Because Tribal Cultural Burners aren’t conducting large burns for acreage, they don’t need to have extensive firefighting gear and multiple fire trucks waiting in the wings. According to Goode, the fact that federal and state agencies have all this equipment at the ready for prescribed burns, in contrast, shows that they actually shouldn’t be burning in the first place because they are already at risk.
“You are already saying that if you light a fire, you have to have this much personnel, and this much equipment, to fight the fire that you just lit,” Goode said. “Therefore you shouldn’t be lighting a fire. But they won’t touch a prescribed fire unless they have that.”
Instead, “You need to get naked. You need to get to the point where you strip all your yellow outfits, and your fire trucks,” he said. “And then you go out and light your fire.”
But organizations like the USFS and CAL FIRE are not following suit. They continue to burn over 100 acres per outing, which Goode says greatly affects the health of those in local communities.
“When the agencies put their fires on the ground, immediately the smoke, the particles, all affect the local neighbors, and down in the valley, in the urban areas. People with health issues are stricken,” he said.
In contrast, as seen with the cultural burn in Mariposa, people are often unaware when a cultural burn takes place — again, a testament to the effectiveness of burning small piles and intimately understanding the properties of fire.

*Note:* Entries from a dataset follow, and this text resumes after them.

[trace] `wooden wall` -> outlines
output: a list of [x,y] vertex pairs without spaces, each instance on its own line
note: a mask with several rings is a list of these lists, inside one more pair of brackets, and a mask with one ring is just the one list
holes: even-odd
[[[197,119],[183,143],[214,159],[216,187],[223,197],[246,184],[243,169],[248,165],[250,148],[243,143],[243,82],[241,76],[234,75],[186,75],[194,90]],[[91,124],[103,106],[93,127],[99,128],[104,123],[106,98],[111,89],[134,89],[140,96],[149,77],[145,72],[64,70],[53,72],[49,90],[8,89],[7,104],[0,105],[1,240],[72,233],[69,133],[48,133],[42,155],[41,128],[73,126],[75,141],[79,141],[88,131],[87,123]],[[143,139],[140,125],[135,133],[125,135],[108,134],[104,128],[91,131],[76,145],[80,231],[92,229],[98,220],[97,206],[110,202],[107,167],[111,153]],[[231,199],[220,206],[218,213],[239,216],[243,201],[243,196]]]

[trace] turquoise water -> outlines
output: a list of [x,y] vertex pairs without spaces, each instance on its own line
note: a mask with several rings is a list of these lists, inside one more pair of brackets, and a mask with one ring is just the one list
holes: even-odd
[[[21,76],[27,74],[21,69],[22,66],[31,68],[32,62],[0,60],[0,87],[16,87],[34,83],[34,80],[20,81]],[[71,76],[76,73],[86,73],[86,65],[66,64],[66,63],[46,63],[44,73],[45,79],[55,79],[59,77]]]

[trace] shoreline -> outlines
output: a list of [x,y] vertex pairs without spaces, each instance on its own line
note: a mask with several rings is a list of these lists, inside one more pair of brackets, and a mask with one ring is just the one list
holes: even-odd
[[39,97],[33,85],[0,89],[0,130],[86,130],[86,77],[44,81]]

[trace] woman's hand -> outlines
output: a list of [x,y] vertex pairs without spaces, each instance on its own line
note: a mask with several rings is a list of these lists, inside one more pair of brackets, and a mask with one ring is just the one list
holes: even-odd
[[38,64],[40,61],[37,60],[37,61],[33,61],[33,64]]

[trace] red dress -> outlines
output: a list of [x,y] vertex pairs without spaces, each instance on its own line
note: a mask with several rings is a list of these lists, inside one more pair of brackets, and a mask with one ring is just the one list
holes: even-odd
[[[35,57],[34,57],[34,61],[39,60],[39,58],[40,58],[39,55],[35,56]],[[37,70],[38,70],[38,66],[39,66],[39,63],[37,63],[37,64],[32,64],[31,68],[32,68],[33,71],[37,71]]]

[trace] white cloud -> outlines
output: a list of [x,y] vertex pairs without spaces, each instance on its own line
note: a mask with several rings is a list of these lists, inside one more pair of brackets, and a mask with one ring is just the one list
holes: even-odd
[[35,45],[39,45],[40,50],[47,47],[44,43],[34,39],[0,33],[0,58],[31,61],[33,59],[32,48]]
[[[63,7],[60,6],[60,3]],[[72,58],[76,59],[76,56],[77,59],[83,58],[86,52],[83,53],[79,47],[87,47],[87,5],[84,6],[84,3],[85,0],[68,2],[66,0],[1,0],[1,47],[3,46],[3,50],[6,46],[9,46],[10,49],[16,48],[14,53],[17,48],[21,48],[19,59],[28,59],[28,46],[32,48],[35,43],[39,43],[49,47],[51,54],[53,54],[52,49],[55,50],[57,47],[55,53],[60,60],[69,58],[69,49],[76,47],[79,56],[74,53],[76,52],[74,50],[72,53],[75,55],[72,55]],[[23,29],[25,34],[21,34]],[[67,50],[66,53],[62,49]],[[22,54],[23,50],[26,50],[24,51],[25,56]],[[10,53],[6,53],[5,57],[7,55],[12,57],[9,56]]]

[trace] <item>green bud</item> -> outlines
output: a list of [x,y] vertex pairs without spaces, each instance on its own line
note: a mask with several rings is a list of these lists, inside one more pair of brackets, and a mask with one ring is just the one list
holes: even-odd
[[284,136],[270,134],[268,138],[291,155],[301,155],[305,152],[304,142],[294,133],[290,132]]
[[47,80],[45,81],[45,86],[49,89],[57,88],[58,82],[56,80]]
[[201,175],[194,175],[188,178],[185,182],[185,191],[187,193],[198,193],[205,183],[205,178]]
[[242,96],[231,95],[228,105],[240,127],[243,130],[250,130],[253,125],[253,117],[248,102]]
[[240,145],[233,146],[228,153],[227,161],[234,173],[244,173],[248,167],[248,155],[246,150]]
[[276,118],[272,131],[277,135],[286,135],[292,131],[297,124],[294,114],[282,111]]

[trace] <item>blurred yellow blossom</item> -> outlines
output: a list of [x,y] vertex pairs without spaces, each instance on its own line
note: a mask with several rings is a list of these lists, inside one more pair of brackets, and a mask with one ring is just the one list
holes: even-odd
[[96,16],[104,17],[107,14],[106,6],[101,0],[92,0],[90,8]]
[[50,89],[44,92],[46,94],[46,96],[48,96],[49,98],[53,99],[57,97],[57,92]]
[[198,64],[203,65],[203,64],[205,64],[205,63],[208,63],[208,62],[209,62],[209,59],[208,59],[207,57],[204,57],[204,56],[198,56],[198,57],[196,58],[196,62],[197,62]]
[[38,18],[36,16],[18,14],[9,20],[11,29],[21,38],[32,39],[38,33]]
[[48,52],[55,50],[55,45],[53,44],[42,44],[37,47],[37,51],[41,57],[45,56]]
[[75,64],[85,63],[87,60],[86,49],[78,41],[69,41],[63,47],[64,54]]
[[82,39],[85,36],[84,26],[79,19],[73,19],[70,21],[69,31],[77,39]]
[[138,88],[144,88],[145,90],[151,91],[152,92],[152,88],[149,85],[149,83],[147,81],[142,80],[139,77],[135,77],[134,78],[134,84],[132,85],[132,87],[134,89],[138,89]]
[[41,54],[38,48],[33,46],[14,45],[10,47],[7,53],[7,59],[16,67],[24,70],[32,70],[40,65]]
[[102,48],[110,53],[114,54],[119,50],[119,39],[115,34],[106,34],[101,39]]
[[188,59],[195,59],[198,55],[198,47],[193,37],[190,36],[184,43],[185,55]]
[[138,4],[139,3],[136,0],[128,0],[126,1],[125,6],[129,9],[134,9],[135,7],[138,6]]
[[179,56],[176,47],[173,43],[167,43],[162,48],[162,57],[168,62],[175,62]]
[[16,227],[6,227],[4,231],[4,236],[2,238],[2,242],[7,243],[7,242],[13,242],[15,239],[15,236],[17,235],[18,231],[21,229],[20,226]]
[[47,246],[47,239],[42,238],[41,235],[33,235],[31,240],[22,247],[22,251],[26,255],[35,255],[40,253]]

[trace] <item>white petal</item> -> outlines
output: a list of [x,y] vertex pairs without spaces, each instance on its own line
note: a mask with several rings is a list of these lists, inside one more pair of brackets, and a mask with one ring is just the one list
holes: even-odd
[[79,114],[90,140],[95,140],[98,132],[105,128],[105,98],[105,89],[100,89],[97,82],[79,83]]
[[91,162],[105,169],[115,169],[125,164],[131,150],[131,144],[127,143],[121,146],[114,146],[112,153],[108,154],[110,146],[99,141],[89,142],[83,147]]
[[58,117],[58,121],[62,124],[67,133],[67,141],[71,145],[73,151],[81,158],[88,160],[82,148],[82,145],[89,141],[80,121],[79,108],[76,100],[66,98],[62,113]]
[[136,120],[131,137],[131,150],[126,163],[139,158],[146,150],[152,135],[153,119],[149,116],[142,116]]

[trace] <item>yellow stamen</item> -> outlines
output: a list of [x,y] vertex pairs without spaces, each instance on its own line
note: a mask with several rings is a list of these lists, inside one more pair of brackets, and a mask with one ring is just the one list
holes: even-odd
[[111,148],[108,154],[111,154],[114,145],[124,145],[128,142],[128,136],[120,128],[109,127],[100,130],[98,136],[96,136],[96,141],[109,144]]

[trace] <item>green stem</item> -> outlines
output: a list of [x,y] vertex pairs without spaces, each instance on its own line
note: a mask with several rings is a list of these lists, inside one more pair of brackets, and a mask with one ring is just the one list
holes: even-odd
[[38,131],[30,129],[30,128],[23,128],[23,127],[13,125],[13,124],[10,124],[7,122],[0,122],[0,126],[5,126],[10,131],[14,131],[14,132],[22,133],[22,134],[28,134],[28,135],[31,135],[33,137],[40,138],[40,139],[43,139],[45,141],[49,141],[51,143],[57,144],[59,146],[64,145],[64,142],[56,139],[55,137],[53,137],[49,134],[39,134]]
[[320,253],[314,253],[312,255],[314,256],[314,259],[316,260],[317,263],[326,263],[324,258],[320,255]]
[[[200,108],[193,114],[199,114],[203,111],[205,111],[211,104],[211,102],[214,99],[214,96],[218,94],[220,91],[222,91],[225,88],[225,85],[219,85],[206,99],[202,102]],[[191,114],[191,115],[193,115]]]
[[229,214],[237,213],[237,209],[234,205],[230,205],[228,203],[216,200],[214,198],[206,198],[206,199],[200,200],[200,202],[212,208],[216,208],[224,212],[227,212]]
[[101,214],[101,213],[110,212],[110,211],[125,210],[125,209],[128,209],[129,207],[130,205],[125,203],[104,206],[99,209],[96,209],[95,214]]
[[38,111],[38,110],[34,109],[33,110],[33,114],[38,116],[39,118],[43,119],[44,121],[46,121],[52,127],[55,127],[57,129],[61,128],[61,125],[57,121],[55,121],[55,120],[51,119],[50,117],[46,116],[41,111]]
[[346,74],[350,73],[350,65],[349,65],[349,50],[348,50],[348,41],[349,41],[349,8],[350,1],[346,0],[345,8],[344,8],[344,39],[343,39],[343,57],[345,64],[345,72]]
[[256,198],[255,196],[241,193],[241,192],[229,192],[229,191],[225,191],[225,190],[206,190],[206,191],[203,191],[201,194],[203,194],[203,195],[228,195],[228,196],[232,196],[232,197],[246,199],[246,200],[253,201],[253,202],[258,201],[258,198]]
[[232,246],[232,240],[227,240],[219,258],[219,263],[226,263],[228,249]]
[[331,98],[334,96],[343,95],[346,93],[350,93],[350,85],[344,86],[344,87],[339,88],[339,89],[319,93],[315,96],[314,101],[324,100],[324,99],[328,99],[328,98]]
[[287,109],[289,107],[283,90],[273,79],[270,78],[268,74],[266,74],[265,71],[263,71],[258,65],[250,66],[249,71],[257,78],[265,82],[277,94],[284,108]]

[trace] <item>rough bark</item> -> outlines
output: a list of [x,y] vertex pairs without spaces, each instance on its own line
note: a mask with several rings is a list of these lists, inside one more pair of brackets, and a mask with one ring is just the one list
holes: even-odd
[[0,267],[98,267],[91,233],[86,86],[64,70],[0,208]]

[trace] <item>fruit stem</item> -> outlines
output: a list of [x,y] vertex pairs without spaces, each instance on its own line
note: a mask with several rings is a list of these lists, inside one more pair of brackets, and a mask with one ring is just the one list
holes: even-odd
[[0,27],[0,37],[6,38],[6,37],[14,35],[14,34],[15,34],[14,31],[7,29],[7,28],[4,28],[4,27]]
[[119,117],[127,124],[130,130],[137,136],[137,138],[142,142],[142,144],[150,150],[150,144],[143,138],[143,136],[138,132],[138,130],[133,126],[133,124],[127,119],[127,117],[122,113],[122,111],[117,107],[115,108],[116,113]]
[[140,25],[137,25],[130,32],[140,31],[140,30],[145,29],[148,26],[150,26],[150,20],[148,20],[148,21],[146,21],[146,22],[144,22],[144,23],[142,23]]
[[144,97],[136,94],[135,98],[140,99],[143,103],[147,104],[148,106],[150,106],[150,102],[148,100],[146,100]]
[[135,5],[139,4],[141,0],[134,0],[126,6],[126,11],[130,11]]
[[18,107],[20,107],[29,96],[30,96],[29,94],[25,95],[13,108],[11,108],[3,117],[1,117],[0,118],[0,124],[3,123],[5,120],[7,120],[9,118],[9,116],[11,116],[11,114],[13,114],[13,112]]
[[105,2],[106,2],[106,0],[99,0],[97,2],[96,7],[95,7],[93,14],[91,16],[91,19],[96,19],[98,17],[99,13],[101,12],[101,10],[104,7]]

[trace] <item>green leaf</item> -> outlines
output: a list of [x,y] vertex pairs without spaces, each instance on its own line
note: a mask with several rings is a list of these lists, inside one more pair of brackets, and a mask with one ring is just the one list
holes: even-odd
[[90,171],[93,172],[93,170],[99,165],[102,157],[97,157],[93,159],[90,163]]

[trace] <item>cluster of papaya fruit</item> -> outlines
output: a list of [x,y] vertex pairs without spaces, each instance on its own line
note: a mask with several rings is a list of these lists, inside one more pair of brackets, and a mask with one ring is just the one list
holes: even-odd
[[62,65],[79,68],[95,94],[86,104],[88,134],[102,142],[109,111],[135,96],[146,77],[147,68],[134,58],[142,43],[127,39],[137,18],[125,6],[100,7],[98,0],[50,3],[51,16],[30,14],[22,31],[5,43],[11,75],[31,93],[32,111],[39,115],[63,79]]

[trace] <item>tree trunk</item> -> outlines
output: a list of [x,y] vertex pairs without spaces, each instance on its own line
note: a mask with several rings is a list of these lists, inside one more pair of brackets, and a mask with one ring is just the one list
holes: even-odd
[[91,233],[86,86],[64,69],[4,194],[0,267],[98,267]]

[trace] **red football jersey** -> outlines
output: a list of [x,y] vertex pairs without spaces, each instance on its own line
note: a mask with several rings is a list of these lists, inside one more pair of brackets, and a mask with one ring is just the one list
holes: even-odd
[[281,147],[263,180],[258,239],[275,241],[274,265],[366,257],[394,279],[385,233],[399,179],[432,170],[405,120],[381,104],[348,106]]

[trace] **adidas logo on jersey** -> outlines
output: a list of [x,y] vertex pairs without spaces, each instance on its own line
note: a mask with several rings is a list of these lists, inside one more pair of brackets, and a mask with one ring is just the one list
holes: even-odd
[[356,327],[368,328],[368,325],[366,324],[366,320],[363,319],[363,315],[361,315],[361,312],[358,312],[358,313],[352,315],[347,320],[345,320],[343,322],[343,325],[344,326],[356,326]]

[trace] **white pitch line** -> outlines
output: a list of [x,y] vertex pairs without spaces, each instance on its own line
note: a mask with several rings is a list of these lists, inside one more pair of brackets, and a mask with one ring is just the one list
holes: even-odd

Even still, the USFS and CAL FIRE haven’t made the necessary inroads to collaborate with Indigenous cultural burning practitioners. Even worse, as mentioned earlier, cultural burners often cannot even practice burning on federal lands and when attempting to do so, face arduous bureaucratic obstacles, like going through the permit application process.
For Goode, the ideal future is one where there is more space for cultural burns, and especially where cultural burners can have a “playground” to conduct their burns. “If we had tribes doing that in their areas, in their homelands, we would have a lot more defensible space,” Goode said. “You would think that would become more important to the agencies, but it hasn’t, not yet.”
Goode pointed to the Cost Share Master Agreement in 2018 between the North Fork Mono Tribe and the Sierra National Forest as an example of what cooperation between Indigenous tribes and federal agencies could look like. Through the agreement, the North Fork Mono Tribe will be able to help restore meadows through cultural burning. “More of that needs to happen not only in the meadows, but throughout the forest,” he said.
It is becoming increasingly important that the USFS and CAL FIRE step up in crafting these agreements. California’s fire seasons are only getting longer and hotter, and the need for collaboration between managers and stewards has never been more apparent.
“We need to learn how to play together, work together,” said Goode. “When I have my burns, which is either private land or tribal land, and I invite all of the agency people to come and learn what we do…That’s the future that I see, us working together. But it can’t be on their terms, and not necessarily solely on our terms either.”